Training loss issue

when i m training resnet modelin pytorch i got the traing loss is constant in every time …
pytorch:
elif self.model_type == ‘resnet’:

            self.model = models.resnet50()

            self.model.adaptiveavgpool = nn.AdaptiveAvgPool2d(self.model.fc.out_features)

            self.model.fc = nn.Linear(in_features=self.model.fc.in_features, out_features=self.output_classes)
             self.model.activation = nn.Softmax(self.model.fc)

keras:
elif self.model_type in [‘resnet50’]:
# self.model.layers.pop()
model_output = self.model.output
model_output = GlobalAveragePooling2D()(model_output)
predictions = Dense(self.output_classes, activation=‘softmax’)(model_output)
self.model = Model(self.model.input, predictions)

we are doing changing keras to pytorch…so we have an issue on that…

can you please give your suggestions in this…tpoic???

i got this like
Epoch: [0] Train Loss: [1.636952] Valid Loss: [1.576530]
Epoch: [1] Train Loss: [1.636952] Valid Loss: [1.404914]
Epoch: [2] Train Loss: [1.636952] Valid Loss: [1.395322]
Epoch: [3] Train Loss: [1.636952] Valid Loss: [1.391647]
Epoch: [4] Train Loss: [1.636952] Valid Loss: [1.390293]
Epoch: [5] Train Loss: [1.636952] Valid Loss: [1.393284]
Epoch: [6] Train Loss: [1.636952] Valid Loss: [1.395637]
Epoch: [7] Train Loss: [1.636952] Valid Loss: [1.396015]

train the model:

for epoch in range(num_epochs):

                    # set the model in train mode

                    self.model.train() 

                    self.model.optimizer.zero_grad()                     

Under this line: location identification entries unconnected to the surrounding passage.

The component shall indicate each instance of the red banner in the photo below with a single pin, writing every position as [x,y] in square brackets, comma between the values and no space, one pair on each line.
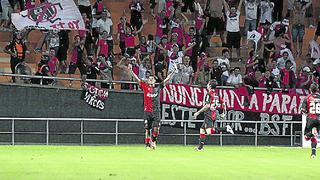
[237,99]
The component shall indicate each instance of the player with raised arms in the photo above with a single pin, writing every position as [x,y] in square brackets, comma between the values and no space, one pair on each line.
[311,107]
[212,102]
[151,99]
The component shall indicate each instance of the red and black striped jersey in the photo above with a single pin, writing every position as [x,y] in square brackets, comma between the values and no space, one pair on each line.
[215,102]
[311,104]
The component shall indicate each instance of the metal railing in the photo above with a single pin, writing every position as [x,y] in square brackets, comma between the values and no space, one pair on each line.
[81,132]
[113,82]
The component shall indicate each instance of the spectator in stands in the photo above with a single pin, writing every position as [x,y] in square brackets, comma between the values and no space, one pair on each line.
[53,62]
[187,71]
[161,68]
[251,15]
[288,77]
[125,74]
[7,9]
[252,63]
[199,19]
[53,40]
[314,48]
[143,68]
[298,28]
[123,24]
[78,58]
[275,70]
[202,62]
[279,43]
[102,45]
[266,8]
[105,24]
[43,70]
[63,50]
[188,4]
[305,78]
[129,40]
[316,73]
[136,8]
[177,76]
[161,25]
[142,47]
[235,78]
[253,79]
[30,4]
[17,49]
[216,72]
[97,9]
[277,10]
[92,70]
[85,7]
[282,61]
[225,75]
[233,27]
[224,60]
[203,76]
[216,21]
[105,68]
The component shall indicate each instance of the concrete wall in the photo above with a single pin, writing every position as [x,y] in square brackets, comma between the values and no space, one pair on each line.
[31,101]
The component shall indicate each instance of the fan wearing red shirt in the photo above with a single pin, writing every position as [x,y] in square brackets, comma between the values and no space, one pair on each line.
[311,107]
[151,100]
[212,102]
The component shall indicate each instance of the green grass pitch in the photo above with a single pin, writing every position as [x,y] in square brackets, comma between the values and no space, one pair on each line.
[167,162]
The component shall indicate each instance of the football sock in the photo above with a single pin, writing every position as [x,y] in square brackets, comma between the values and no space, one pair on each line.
[154,136]
[147,141]
[313,145]
[201,141]
[222,129]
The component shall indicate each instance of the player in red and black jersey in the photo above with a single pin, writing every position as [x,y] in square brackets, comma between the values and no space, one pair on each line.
[152,110]
[212,102]
[311,106]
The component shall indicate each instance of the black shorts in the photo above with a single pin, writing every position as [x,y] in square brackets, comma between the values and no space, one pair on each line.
[153,4]
[311,123]
[86,9]
[318,29]
[62,53]
[151,120]
[233,39]
[136,21]
[208,120]
[215,23]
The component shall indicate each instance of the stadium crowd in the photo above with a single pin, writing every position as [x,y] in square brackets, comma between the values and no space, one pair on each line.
[184,29]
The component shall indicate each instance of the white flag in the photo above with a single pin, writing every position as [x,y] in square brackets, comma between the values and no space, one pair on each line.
[53,14]
[254,35]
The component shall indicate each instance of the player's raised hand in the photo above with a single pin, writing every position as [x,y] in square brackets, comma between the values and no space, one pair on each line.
[130,67]
[196,115]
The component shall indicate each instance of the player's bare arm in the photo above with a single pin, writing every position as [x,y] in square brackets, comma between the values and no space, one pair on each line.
[204,108]
[135,77]
[169,77]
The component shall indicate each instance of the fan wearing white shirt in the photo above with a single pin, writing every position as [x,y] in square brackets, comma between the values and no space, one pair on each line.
[175,56]
[314,48]
[233,26]
[85,7]
[251,9]
[105,24]
[235,78]
[224,60]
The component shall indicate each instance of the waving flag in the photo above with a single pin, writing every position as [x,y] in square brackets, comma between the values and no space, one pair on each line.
[53,14]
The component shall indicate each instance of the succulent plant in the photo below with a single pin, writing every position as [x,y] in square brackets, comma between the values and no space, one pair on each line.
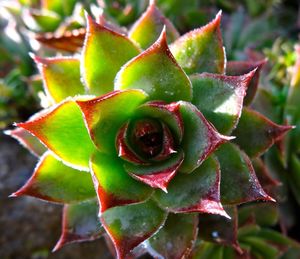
[137,142]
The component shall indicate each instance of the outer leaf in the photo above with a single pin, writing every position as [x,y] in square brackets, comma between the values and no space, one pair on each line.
[195,192]
[106,114]
[200,138]
[63,131]
[238,181]
[220,98]
[113,185]
[53,181]
[157,73]
[147,28]
[61,77]
[80,223]
[255,133]
[201,50]
[104,53]
[128,226]
[176,238]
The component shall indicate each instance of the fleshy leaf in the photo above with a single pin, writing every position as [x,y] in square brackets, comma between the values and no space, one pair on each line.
[56,182]
[113,184]
[104,53]
[28,141]
[80,223]
[146,29]
[106,114]
[63,131]
[255,133]
[157,175]
[157,73]
[61,77]
[201,50]
[176,238]
[200,137]
[239,183]
[220,98]
[130,225]
[195,192]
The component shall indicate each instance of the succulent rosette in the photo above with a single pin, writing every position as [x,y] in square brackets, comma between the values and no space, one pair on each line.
[139,131]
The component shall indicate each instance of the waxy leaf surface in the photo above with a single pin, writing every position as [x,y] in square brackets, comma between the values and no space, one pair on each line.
[220,98]
[201,50]
[157,73]
[104,53]
[130,225]
[56,182]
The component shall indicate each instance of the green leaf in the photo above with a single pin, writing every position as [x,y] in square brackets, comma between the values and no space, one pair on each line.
[104,53]
[201,50]
[80,223]
[53,181]
[130,225]
[176,238]
[62,129]
[220,98]
[239,183]
[255,133]
[113,185]
[106,114]
[157,73]
[61,77]
[147,28]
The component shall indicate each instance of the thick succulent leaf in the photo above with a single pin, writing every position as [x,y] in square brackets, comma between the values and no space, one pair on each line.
[61,77]
[28,141]
[130,225]
[56,182]
[200,137]
[176,238]
[113,185]
[63,131]
[239,183]
[106,114]
[195,192]
[220,98]
[201,50]
[157,175]
[80,223]
[104,53]
[255,133]
[236,68]
[147,28]
[157,73]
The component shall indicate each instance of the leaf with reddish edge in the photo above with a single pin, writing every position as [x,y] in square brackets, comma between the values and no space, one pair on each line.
[80,223]
[157,73]
[53,181]
[62,129]
[106,114]
[104,53]
[27,140]
[70,41]
[113,185]
[195,192]
[200,137]
[239,183]
[236,68]
[220,98]
[201,50]
[61,77]
[130,225]
[159,174]
[147,28]
[176,238]
[255,134]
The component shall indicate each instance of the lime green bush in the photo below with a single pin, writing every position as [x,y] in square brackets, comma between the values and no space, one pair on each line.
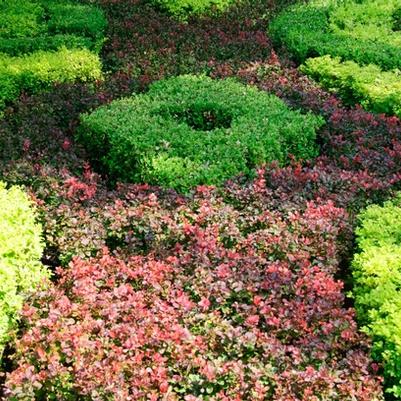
[362,31]
[39,70]
[377,275]
[374,89]
[192,130]
[182,9]
[27,26]
[20,252]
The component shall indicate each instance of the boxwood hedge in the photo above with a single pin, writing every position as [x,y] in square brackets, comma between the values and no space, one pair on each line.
[377,275]
[192,130]
[363,31]
[376,90]
[182,9]
[46,41]
[20,252]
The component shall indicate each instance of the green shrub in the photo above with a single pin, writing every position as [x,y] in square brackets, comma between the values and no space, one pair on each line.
[182,9]
[192,130]
[18,46]
[82,20]
[377,275]
[20,252]
[39,70]
[20,18]
[362,31]
[27,26]
[374,89]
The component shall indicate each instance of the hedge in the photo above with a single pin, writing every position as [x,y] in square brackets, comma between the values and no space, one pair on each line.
[25,22]
[39,70]
[374,89]
[377,275]
[192,130]
[182,9]
[365,32]
[20,252]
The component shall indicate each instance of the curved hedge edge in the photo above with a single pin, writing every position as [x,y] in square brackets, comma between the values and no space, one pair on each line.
[21,248]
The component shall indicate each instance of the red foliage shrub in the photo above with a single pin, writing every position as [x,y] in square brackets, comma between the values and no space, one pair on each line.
[224,304]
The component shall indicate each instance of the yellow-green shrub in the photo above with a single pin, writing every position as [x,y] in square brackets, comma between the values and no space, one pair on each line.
[20,252]
[377,275]
[374,89]
[39,70]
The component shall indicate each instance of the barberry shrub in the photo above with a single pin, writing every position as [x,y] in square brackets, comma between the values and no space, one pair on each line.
[377,275]
[20,252]
[192,130]
[218,303]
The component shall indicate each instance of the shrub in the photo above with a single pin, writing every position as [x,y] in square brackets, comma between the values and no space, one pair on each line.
[374,89]
[377,275]
[192,130]
[41,69]
[28,26]
[20,18]
[219,303]
[353,30]
[186,8]
[81,20]
[20,251]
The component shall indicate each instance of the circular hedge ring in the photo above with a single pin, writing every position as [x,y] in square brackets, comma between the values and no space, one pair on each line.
[192,130]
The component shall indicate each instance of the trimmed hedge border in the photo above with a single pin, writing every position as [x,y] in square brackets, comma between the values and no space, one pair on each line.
[192,130]
[341,30]
[20,252]
[376,90]
[377,275]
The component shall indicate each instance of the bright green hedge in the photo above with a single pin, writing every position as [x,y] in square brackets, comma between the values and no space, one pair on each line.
[374,89]
[23,23]
[182,9]
[39,70]
[34,38]
[377,276]
[191,130]
[362,31]
[20,252]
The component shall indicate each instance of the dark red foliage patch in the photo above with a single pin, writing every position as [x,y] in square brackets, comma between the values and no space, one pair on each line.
[229,303]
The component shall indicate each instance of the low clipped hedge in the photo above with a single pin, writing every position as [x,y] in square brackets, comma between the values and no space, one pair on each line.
[183,9]
[20,252]
[39,70]
[377,275]
[374,89]
[27,26]
[34,38]
[365,32]
[192,130]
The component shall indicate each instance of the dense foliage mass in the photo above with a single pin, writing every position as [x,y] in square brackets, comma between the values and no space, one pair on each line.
[376,90]
[235,293]
[183,9]
[38,71]
[193,130]
[21,248]
[364,35]
[34,38]
[377,274]
[224,303]
[361,31]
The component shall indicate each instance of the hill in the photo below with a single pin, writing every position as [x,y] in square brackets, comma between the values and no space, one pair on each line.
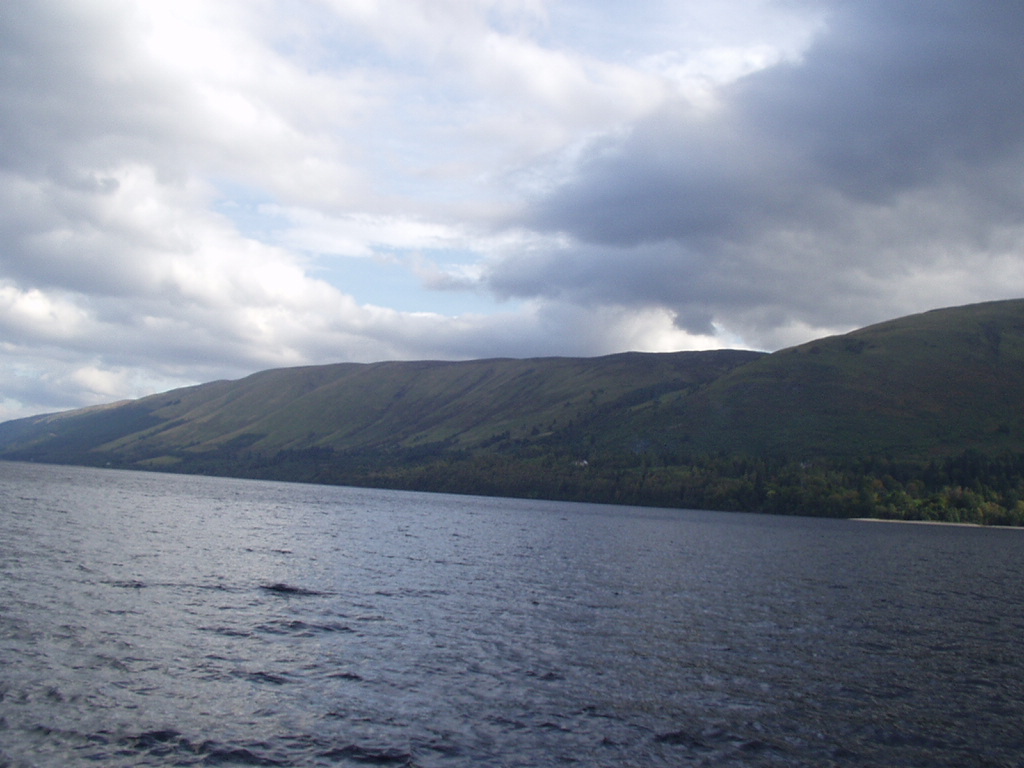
[894,419]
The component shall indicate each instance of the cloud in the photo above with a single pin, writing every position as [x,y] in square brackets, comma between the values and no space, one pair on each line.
[854,183]
[194,190]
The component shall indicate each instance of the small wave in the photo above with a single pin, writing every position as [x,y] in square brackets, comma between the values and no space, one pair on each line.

                    # training_input_data = training_input_data.resize_([training_batch_size, 3, 224, 224])

                    training_ground_truth = training_ground_truth.resize_([training_batch_size])

                    self.model = self.model.double()

                    outputs = self.model(training_input_data.double())      

                    sm=torch.nn.Softmax()

                    probabilities=sm(outputs)

                    print("predicted probabilities while testing",probabilities) 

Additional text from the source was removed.